Tra le altre disposizioni, merita attenzione l’obbligo di due diligence rafforzata per tutte le transazioni superiori ai 1.000 euro, il che, pur non implicando il divieto esplicito dei wallet non custodial, ne limita fortemente l’usabilità operativa, almeno nel contesto di interazioni con intermediari vigilati. In questo senso, il regolamento sancisce non solo il principio della tracciabilità , ma una precisa architettura dell’interoperabilità regolamentata, dove ogni nodo deve poter essere ricondotto a un’identità conforme e accessibile.
Non sono mancate reazioni critiche. Alcuni osservatori hanno messo in dubbio la proporzionalità del divieto rispetto agli obiettivi dichiarati, sostenendo che l’intervento rischia di compromettere le libertà digitali, ostacolando al tempo stesso la competitività delle imprese europee nel settore della blockchain e della finanza decentralizzata.

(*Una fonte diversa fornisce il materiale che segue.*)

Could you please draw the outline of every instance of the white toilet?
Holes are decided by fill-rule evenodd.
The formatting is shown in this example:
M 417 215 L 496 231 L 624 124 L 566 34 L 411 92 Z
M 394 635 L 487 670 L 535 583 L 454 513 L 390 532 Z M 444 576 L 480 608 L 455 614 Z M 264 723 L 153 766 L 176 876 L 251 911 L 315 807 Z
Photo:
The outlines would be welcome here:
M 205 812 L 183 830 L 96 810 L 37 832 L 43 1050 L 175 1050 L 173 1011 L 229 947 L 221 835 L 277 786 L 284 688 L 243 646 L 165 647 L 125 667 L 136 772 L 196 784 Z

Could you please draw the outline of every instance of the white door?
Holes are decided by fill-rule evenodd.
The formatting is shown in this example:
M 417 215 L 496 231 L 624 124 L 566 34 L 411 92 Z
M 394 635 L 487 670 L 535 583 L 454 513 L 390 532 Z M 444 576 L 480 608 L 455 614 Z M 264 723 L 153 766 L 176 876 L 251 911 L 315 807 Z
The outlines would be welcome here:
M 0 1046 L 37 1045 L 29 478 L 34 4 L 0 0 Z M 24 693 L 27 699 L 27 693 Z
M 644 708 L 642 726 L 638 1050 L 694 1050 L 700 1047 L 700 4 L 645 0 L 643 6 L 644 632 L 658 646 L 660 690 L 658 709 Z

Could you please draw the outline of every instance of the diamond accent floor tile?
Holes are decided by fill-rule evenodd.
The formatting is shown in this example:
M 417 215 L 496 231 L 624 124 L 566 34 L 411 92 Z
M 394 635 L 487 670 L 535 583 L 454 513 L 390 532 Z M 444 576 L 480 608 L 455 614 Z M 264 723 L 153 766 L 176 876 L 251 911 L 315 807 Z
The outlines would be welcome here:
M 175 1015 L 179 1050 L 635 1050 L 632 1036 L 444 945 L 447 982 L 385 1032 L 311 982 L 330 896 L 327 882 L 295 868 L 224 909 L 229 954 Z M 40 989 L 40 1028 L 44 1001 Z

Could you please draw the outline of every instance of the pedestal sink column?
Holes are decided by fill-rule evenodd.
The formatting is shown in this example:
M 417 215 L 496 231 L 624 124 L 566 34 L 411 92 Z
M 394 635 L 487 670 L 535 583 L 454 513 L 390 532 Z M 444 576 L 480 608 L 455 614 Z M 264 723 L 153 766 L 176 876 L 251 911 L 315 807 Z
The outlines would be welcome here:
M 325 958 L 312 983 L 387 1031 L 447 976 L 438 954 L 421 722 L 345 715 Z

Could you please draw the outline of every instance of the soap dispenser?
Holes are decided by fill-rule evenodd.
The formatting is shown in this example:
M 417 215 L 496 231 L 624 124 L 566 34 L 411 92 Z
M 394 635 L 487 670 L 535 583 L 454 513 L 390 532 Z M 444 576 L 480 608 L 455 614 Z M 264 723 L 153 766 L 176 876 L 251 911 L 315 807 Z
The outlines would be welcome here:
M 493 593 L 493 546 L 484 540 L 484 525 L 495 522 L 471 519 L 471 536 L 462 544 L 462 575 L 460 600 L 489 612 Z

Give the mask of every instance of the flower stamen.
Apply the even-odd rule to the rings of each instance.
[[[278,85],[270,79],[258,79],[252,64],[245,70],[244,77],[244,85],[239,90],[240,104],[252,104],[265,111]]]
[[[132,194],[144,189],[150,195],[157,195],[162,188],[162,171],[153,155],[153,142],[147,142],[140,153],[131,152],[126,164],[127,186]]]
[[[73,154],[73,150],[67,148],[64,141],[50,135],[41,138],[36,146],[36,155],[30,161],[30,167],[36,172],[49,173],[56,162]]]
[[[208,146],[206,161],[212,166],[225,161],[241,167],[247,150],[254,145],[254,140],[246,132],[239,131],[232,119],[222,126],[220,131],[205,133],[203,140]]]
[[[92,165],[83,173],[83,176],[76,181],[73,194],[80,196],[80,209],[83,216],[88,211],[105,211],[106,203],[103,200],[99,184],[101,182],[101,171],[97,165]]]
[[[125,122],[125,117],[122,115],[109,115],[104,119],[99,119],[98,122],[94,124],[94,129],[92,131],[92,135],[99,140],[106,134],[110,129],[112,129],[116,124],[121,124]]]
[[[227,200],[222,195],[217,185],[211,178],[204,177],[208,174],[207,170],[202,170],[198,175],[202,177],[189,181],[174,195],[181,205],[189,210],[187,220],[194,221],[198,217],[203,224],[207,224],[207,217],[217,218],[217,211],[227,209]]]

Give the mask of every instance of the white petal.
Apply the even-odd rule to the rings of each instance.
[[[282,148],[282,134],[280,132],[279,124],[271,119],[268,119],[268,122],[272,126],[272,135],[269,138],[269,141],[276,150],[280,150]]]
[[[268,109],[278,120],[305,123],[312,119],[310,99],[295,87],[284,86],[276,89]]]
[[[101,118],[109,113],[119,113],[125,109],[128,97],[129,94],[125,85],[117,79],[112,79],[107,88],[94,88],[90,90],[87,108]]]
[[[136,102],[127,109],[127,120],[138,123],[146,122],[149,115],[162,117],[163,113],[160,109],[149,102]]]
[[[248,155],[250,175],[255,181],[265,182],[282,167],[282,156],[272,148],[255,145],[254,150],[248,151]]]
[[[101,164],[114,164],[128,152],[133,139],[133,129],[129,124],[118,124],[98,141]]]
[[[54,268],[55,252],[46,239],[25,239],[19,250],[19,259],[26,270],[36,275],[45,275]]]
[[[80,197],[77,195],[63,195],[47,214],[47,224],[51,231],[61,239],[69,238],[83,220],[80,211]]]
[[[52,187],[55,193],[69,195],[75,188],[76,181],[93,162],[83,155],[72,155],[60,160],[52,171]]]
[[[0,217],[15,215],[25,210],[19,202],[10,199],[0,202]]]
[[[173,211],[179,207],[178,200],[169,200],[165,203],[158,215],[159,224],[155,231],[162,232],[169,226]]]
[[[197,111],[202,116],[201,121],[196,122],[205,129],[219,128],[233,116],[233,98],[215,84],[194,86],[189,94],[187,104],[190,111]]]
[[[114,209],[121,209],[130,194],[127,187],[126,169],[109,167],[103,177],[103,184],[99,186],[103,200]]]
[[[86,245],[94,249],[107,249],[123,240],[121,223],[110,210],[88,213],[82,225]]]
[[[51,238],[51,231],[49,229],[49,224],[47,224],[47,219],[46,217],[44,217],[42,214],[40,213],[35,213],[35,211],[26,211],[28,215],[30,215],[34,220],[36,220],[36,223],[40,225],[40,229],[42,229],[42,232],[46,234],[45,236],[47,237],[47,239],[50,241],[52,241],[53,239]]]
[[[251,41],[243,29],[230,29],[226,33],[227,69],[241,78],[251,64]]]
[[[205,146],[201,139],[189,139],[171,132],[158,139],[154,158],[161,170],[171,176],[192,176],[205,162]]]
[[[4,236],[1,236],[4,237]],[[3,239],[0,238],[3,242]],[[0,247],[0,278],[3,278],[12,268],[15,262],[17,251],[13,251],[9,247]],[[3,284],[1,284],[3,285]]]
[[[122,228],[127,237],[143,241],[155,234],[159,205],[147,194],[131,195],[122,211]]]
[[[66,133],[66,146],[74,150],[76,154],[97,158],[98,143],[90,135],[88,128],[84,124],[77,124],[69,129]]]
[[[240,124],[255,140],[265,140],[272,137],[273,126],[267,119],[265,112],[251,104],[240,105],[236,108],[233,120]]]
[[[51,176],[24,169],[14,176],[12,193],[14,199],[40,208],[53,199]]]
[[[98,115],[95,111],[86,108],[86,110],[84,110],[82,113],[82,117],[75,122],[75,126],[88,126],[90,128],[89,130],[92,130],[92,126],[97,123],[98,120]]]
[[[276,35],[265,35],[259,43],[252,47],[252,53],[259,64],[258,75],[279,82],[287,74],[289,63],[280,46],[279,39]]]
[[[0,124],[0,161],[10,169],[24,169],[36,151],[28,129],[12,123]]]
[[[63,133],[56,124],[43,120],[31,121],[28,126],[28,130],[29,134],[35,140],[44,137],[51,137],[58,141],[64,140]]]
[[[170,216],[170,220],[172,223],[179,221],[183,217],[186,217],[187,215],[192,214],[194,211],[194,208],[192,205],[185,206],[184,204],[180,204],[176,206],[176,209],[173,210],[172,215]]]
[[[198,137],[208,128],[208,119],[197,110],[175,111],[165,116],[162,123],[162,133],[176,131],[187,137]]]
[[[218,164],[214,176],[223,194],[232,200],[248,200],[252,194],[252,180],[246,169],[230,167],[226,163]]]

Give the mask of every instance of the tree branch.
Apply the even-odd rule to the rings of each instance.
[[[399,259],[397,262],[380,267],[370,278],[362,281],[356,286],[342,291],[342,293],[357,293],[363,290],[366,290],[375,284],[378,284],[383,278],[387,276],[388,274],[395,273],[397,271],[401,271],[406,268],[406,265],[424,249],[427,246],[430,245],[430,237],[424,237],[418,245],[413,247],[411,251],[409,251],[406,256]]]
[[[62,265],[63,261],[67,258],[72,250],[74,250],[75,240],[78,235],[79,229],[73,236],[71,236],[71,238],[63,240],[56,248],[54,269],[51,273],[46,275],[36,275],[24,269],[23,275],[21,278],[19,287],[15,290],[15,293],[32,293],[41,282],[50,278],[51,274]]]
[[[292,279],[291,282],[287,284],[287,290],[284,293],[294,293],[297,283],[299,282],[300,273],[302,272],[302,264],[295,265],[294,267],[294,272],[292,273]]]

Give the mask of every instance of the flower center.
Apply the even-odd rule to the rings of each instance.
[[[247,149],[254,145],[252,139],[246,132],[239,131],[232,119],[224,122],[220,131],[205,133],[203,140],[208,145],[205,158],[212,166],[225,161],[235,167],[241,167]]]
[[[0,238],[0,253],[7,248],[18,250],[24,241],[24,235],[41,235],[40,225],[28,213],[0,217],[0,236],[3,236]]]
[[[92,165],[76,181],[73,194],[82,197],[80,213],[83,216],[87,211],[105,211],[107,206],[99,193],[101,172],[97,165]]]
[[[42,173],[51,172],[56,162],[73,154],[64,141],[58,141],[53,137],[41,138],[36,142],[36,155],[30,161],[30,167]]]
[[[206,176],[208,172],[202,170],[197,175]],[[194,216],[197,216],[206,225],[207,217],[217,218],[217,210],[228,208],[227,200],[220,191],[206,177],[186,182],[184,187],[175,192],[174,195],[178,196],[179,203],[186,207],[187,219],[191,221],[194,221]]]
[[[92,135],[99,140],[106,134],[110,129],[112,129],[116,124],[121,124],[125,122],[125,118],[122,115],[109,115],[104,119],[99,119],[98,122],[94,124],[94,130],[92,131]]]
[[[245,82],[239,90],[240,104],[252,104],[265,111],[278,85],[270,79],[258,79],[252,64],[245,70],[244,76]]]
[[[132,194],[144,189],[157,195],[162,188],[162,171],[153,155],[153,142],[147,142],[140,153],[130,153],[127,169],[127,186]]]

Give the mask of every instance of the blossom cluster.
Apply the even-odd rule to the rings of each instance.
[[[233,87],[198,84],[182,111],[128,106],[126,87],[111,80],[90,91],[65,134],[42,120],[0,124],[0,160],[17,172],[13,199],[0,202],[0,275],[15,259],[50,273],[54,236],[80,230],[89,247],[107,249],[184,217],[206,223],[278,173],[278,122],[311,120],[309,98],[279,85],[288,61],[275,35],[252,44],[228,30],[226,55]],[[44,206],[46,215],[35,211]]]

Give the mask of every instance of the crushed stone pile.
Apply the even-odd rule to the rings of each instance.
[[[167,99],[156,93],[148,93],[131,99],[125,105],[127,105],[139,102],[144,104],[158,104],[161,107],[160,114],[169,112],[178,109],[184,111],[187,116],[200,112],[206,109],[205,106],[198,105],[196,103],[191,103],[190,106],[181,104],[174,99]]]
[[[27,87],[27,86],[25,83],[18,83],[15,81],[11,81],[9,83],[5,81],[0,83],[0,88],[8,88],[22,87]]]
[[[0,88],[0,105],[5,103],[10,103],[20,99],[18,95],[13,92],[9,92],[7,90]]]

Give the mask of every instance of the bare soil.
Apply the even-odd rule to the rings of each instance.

Altri sollevano interrogativi più profondi: fino a che punto è compatibile questa impostazione con la Carta dei Diritti Fondamentali dell’Unione Europea, che tutela esplicitamente la riservatezza delle comunicazioni e la protezione dei dati personali?
La preoccupazione maggiore non riguarda solo i soggetti oggi attivi nel settore crypto, ma il segnale inviato a tutti gli sviluppatori di protocolli open source, spesso privi di struttura giuridica formale, eppure determinanti nella definizione dell’innovazione algoritmica. In tale contesto, il rischio è che il regolatore — per evitare zone grigie — finisca per privilegiare configurazioni centralizzate, premiando non tanto la conformità tecnica, quanto la facilità di ingaggio da parte delle autorità .
Tuttavia, l’impostazione dell’AMLR riflette una chiara volontà politica: normalizzare, più che proibire. Laddove l’innovazione risulterà compatibile con la trasparenza, essa sarà accolta; laddove invece dovesse entrare in frizione con i presidi della tracciabilità finanziaria, sarà esclusa. La neutralità tecnologica, formalmente ribadita nei testi normativi, lascia però spazio a un’interpretazione funzionale: ciò che può essere verificato, può essere ammesso; ciò che non si lascia verificare, verrà progressivamente marginalizzato.
A emergere, dunque, è un nuovo equilibrio tra diritto e codice, in cui non è più sufficiente che un’infrastruttura sia robusta o innovativa: essa deve essere anche governabile, rendicontabile, sorvegliabile. L’AMLR, sotto questa luce, non è semplicemente un pacchetto tecnico-legislativo: è una ridefinizione ontologica della finanza crittografica in Europa, e della soglia minima di trasparenza richiesta per farne parte.